1. Subscribersonhouse
    Fast and Curious
    slatington, pa, usa
    Joined
    28 Dec '04
    Moves
    53223
    14 May '14 11:281 edit
    So my doc (for real) gave me these pills to take but the instructions were a bit garbled, the gist is I start with 6 pills on day one and there are 33 pills to take. What is the regimen? For instance, you could start day one, 6, day two, 5, day 3, 4, etc, summation of 1-6, or 21. No cigar, 12 pills left.

    So what is the regimen that uses up exactly 33 pills.

    I know there are those with beautiful minds out there who will solve this before the ink dries on my monitor Joe 🙂 but put the answer in that hidden icon thing or PM me the results so other people can solve it also!
  2. R
    Standard memberRemoved
    Joined
    10 Dec '06
    Moves
    8528
    14 May '14 22:263 edits
    Originally posted by sonhouse
    So my doc (for real) gave me these pills to take but the instructions were a bit garbled, the gist is I start with 6 pills on day one and there are 33 pills to take. What is the regimen? For instance, you could start day one, 6, day two, 5, day 3, 4, etc, summation of 1-6, or 21. No cigar, 12 pills left.

    So what is the regimen that uses up exactly 33 pil ...[text shortened]... put the answer in that hidden icon thing or PM me the results so other people can solve it also!
    I don't know about a beautiful mind...although it was a good book, but I will say this: Unless you are implying with your example that the number of pills is sequentially decreasing on each consecutive day ( which I assume you are, but just wanted to clarify) there are C(32,6) solutions.

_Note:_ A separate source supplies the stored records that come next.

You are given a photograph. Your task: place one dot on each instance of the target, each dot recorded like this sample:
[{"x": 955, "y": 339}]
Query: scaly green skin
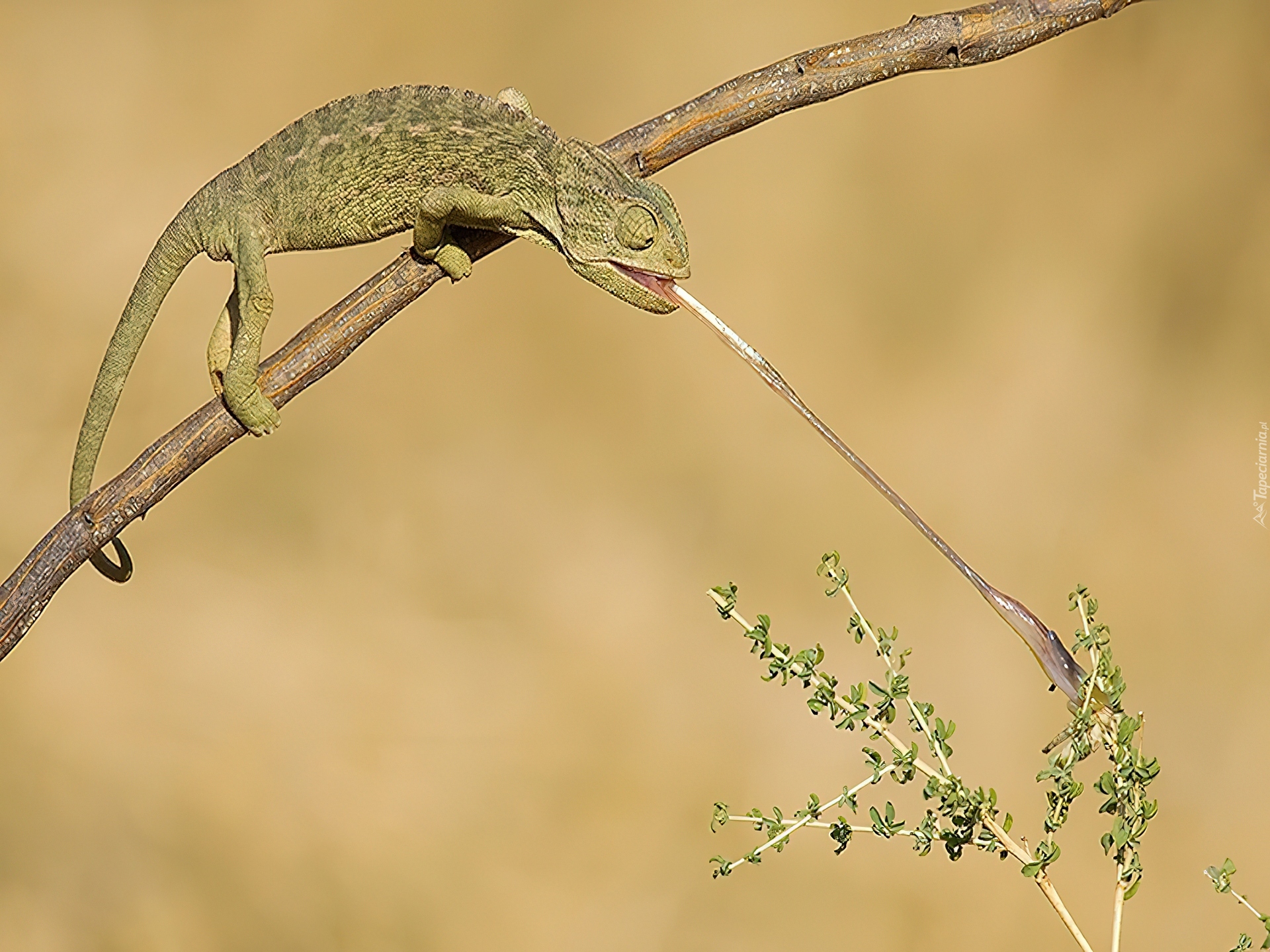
[{"x": 371, "y": 165}]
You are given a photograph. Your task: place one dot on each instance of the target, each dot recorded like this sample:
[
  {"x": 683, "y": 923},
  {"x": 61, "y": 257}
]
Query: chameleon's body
[{"x": 366, "y": 167}]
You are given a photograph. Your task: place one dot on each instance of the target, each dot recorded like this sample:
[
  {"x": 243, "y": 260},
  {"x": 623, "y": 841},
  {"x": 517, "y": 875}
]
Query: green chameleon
[{"x": 361, "y": 168}]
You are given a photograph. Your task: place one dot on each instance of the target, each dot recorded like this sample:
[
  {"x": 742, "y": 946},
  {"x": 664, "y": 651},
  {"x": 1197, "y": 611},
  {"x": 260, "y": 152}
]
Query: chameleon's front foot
[
  {"x": 252, "y": 409},
  {"x": 454, "y": 262}
]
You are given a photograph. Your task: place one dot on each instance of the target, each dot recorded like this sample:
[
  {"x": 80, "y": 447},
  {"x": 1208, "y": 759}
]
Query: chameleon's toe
[
  {"x": 254, "y": 412},
  {"x": 454, "y": 262}
]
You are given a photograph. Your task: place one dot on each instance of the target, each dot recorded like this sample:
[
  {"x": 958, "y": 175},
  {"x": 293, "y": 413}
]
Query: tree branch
[{"x": 968, "y": 37}]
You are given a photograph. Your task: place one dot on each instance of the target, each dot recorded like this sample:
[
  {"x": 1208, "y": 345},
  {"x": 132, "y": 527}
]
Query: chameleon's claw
[
  {"x": 254, "y": 412},
  {"x": 120, "y": 573},
  {"x": 454, "y": 262}
]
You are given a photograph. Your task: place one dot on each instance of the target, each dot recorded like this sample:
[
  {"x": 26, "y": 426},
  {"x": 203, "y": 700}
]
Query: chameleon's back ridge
[{"x": 372, "y": 165}]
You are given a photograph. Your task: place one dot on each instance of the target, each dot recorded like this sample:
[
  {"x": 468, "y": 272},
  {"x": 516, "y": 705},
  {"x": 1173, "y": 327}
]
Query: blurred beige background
[{"x": 432, "y": 668}]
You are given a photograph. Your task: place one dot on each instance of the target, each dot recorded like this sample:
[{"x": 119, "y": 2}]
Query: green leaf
[{"x": 720, "y": 815}]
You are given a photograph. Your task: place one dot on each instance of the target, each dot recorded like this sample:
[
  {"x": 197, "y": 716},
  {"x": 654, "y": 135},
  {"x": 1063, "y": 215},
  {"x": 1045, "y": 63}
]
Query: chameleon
[{"x": 362, "y": 168}]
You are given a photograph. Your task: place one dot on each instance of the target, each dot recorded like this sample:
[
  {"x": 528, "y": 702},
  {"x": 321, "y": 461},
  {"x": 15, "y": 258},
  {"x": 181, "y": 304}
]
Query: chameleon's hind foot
[
  {"x": 454, "y": 262},
  {"x": 253, "y": 411},
  {"x": 219, "y": 352}
]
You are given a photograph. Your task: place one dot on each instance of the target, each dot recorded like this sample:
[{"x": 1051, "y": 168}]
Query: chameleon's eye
[{"x": 636, "y": 227}]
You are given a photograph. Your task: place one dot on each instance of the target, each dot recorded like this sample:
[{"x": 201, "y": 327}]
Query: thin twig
[
  {"x": 1118, "y": 908},
  {"x": 967, "y": 37},
  {"x": 1019, "y": 852}
]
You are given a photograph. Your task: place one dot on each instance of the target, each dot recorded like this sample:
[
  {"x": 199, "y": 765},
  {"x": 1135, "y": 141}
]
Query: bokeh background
[{"x": 433, "y": 668}]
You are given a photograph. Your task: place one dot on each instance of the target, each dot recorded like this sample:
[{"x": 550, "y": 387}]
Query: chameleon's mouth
[{"x": 658, "y": 284}]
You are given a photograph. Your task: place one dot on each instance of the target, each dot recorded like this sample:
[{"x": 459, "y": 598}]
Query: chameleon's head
[{"x": 614, "y": 223}]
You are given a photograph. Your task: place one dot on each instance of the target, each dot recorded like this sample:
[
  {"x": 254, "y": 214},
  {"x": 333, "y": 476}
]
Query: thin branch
[{"x": 968, "y": 37}]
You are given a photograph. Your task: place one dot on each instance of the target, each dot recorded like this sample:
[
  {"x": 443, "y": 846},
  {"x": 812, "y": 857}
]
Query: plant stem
[
  {"x": 1043, "y": 881},
  {"x": 1118, "y": 908},
  {"x": 930, "y": 738},
  {"x": 810, "y": 819}
]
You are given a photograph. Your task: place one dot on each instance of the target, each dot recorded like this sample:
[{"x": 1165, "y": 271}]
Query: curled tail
[{"x": 175, "y": 248}]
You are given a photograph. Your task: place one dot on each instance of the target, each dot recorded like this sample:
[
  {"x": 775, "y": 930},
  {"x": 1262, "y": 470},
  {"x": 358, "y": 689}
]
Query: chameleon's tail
[{"x": 175, "y": 248}]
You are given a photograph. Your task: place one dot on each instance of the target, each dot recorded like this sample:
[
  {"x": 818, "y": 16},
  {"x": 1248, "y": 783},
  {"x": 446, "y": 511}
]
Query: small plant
[
  {"x": 1221, "y": 877},
  {"x": 956, "y": 815}
]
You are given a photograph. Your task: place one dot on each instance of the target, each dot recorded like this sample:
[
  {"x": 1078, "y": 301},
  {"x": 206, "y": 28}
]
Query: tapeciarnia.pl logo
[{"x": 1259, "y": 494}]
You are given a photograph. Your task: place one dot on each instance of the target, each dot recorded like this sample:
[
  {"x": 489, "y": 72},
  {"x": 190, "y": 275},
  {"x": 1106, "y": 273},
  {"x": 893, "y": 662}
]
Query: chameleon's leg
[
  {"x": 219, "y": 348},
  {"x": 254, "y": 303},
  {"x": 459, "y": 205}
]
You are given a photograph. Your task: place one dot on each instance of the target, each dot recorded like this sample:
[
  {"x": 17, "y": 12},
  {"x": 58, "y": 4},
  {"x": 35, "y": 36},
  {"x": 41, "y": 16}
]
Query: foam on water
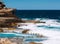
[{"x": 51, "y": 29}]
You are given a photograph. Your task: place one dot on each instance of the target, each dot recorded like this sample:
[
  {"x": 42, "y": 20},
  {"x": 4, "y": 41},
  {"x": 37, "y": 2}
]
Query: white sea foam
[{"x": 45, "y": 29}]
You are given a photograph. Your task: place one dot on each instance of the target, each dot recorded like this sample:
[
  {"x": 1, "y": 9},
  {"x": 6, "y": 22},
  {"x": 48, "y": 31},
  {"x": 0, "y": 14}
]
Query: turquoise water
[{"x": 7, "y": 35}]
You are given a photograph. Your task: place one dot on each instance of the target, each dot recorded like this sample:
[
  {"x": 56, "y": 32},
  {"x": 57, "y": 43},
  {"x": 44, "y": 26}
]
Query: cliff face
[{"x": 7, "y": 16}]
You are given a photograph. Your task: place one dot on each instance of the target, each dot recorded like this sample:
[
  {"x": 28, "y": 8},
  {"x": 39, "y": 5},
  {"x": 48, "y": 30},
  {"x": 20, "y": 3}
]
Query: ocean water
[{"x": 50, "y": 29}]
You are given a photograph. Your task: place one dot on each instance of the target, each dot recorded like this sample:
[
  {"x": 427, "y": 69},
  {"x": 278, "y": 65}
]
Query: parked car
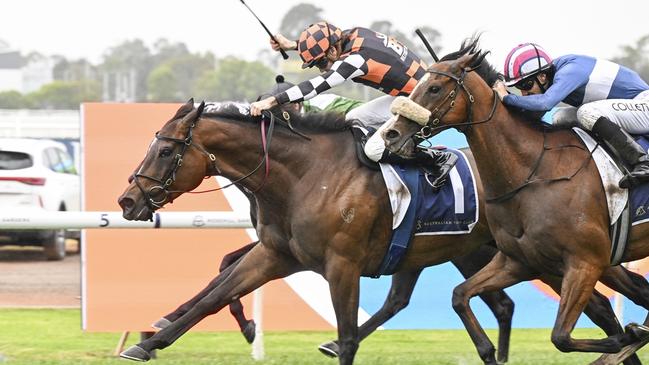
[{"x": 38, "y": 175}]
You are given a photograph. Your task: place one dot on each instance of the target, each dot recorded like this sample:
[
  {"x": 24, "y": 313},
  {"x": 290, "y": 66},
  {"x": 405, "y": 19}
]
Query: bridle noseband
[
  {"x": 268, "y": 121},
  {"x": 170, "y": 177},
  {"x": 437, "y": 114}
]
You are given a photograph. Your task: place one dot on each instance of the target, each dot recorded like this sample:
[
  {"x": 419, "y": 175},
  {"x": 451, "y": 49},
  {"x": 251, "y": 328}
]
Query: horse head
[
  {"x": 444, "y": 98},
  {"x": 170, "y": 167}
]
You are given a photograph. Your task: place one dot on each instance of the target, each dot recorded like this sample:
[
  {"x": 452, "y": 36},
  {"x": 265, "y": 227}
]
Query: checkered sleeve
[{"x": 344, "y": 69}]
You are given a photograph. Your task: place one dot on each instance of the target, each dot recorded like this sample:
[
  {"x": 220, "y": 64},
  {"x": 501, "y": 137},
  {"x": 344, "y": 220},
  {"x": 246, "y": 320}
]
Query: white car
[{"x": 39, "y": 175}]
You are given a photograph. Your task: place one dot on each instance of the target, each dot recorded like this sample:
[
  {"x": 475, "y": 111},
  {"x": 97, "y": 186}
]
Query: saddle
[{"x": 360, "y": 138}]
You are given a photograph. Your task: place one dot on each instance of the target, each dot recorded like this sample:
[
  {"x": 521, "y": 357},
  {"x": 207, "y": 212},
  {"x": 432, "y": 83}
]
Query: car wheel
[{"x": 54, "y": 245}]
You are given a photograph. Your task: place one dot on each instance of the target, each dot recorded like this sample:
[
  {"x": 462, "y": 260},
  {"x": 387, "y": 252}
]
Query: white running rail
[{"x": 79, "y": 220}]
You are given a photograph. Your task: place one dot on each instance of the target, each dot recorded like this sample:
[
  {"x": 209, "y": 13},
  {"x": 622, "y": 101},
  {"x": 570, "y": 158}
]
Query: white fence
[
  {"x": 77, "y": 220},
  {"x": 83, "y": 220}
]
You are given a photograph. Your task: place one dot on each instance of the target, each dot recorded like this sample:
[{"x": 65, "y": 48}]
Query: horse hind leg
[
  {"x": 256, "y": 268},
  {"x": 500, "y": 304},
  {"x": 499, "y": 273},
  {"x": 577, "y": 287},
  {"x": 635, "y": 288},
  {"x": 403, "y": 283},
  {"x": 599, "y": 311}
]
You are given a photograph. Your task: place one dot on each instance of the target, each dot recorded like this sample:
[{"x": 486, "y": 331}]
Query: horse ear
[
  {"x": 464, "y": 62},
  {"x": 184, "y": 109},
  {"x": 200, "y": 109}
]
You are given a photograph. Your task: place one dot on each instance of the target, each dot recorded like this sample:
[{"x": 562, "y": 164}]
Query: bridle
[
  {"x": 437, "y": 114},
  {"x": 169, "y": 178}
]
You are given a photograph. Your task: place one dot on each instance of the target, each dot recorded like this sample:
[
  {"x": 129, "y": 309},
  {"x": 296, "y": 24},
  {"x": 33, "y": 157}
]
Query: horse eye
[
  {"x": 166, "y": 152},
  {"x": 434, "y": 89}
]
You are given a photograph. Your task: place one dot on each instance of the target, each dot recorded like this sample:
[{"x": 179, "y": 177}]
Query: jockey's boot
[
  {"x": 627, "y": 149},
  {"x": 436, "y": 163}
]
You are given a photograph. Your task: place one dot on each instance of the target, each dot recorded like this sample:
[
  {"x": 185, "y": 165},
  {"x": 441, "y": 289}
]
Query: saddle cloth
[{"x": 419, "y": 210}]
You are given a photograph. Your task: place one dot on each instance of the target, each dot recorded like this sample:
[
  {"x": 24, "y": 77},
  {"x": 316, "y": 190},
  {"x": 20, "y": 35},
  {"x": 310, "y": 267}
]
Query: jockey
[
  {"x": 611, "y": 99},
  {"x": 366, "y": 57},
  {"x": 319, "y": 103}
]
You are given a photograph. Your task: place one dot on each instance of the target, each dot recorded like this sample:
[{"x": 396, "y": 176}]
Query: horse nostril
[
  {"x": 125, "y": 203},
  {"x": 391, "y": 134}
]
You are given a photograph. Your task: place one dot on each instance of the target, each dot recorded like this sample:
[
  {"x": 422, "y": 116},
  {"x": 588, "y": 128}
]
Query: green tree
[
  {"x": 175, "y": 79},
  {"x": 162, "y": 85},
  {"x": 298, "y": 18},
  {"x": 65, "y": 94},
  {"x": 81, "y": 69},
  {"x": 13, "y": 100},
  {"x": 636, "y": 57},
  {"x": 133, "y": 59},
  {"x": 234, "y": 79}
]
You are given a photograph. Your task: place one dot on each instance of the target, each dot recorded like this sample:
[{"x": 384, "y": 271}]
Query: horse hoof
[
  {"x": 161, "y": 323},
  {"x": 638, "y": 331},
  {"x": 135, "y": 353},
  {"x": 330, "y": 349},
  {"x": 250, "y": 331}
]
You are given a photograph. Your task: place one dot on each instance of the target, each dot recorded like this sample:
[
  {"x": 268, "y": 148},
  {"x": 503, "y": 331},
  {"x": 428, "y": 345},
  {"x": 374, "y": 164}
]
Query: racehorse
[
  {"x": 545, "y": 204},
  {"x": 336, "y": 224}
]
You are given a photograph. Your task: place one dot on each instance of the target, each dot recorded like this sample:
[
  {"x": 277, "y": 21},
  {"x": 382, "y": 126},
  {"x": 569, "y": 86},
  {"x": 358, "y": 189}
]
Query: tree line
[{"x": 168, "y": 72}]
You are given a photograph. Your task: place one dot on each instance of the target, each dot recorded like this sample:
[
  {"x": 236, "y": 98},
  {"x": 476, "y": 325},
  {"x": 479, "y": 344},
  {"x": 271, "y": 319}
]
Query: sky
[{"x": 87, "y": 28}]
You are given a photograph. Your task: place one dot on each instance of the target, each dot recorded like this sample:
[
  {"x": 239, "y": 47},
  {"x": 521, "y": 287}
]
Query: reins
[{"x": 437, "y": 114}]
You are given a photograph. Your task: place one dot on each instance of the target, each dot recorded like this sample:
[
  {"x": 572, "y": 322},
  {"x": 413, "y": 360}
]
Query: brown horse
[
  {"x": 335, "y": 224},
  {"x": 546, "y": 205}
]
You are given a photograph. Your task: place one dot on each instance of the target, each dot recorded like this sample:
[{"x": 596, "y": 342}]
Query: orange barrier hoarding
[{"x": 133, "y": 277}]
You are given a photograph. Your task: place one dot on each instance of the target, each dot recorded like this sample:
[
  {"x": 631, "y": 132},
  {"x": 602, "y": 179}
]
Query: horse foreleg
[
  {"x": 499, "y": 273},
  {"x": 403, "y": 283},
  {"x": 344, "y": 283},
  {"x": 255, "y": 269},
  {"x": 498, "y": 302},
  {"x": 246, "y": 326},
  {"x": 576, "y": 289},
  {"x": 236, "y": 307}
]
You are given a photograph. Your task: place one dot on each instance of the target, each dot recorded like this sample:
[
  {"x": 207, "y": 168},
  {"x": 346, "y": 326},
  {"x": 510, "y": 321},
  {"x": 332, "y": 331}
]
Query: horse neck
[
  {"x": 238, "y": 150},
  {"x": 505, "y": 148}
]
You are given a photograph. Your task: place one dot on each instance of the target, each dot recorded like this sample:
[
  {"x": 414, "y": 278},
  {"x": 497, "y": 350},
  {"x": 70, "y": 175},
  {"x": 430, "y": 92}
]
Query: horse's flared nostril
[
  {"x": 391, "y": 134},
  {"x": 126, "y": 203}
]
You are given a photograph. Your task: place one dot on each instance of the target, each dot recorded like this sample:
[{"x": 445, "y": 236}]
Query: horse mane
[
  {"x": 490, "y": 75},
  {"x": 481, "y": 66},
  {"x": 321, "y": 122}
]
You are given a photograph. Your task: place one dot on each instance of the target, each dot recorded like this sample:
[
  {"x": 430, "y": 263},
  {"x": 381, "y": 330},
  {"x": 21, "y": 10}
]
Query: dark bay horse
[
  {"x": 336, "y": 224},
  {"x": 548, "y": 214}
]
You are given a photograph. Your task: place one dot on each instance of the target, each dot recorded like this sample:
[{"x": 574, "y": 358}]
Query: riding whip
[
  {"x": 284, "y": 55},
  {"x": 423, "y": 39}
]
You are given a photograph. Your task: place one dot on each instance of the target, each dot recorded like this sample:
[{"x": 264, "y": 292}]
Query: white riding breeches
[
  {"x": 632, "y": 115},
  {"x": 374, "y": 114}
]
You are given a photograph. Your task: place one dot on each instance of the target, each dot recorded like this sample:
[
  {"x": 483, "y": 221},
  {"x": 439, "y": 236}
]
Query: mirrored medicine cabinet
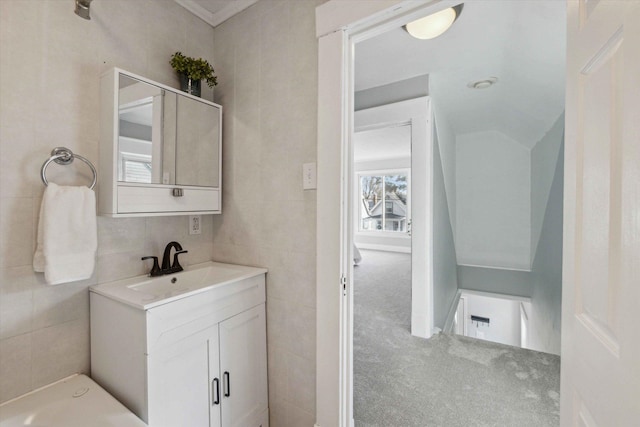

    C(32,6) = 32!/(6!(26!)) = 32*31*30*29*28*27/(6*5*4*3*2*1) = 906,192 solutions to the problem as stated!

    Edit: I think.
  3. Subscribersonhouse
    Fast and Curious
    slatington, pa, usa
    Joined
    28 Dec '04
    Moves
    53223
    14 May '14 23:033 edits
    Originally posted by joe shmo
    I don't know about a beautiful mind...although it was a good book, but I will say this: Unless you are implying with your example that the number of pills is sequentially decreasing on each consecutive day ( which I assume you are, but just wanted to clarify) there are C(32,6) solutions.

    C(32,6) = 32!/(6!(26!)) = 32*31*30*29*28*27/(6*5*4*3*2*1) = 906,192 solutions to the problem as stated!

    Edit: I think.
    Where does the 32 come in? There are 33 pills and the regimen disposes of them at the last day, yes it is decreasing. I didn't know there could be THAT many solutions! Why are they factorials? why aren't they just summation kind of things?

    Can you give specific examples of what works? I know what I worked out but would be interested in other possibilities also. Another restraint on the solution is the steps have to be even, that is to say one step with X pills next step even down, even down, etc. Does that constrain the solutions?
  4. R
    Standard memberRemoved
    Joined
    10 Dec '06
    Moves
    8528
    15 May '14 01:221 edit
    Originally posted by sonhouse
    Where does the 32 come in? There are 33 pills and the regimen disposes of them at the last day, yes it is decreasing. I didn't know there could be THAT many solutions! Why are they factorials? why aren't they just summation kind of things?

    Can you give specific examples of what works? I know what I worked out but would be interested in other possibilitie ...[text shortened]... ay one step with X pills next step even down, even down, etc. Does that constrain the solutions?
    I'll try,

    for starters lets say you had 7 pills to take in 3 days.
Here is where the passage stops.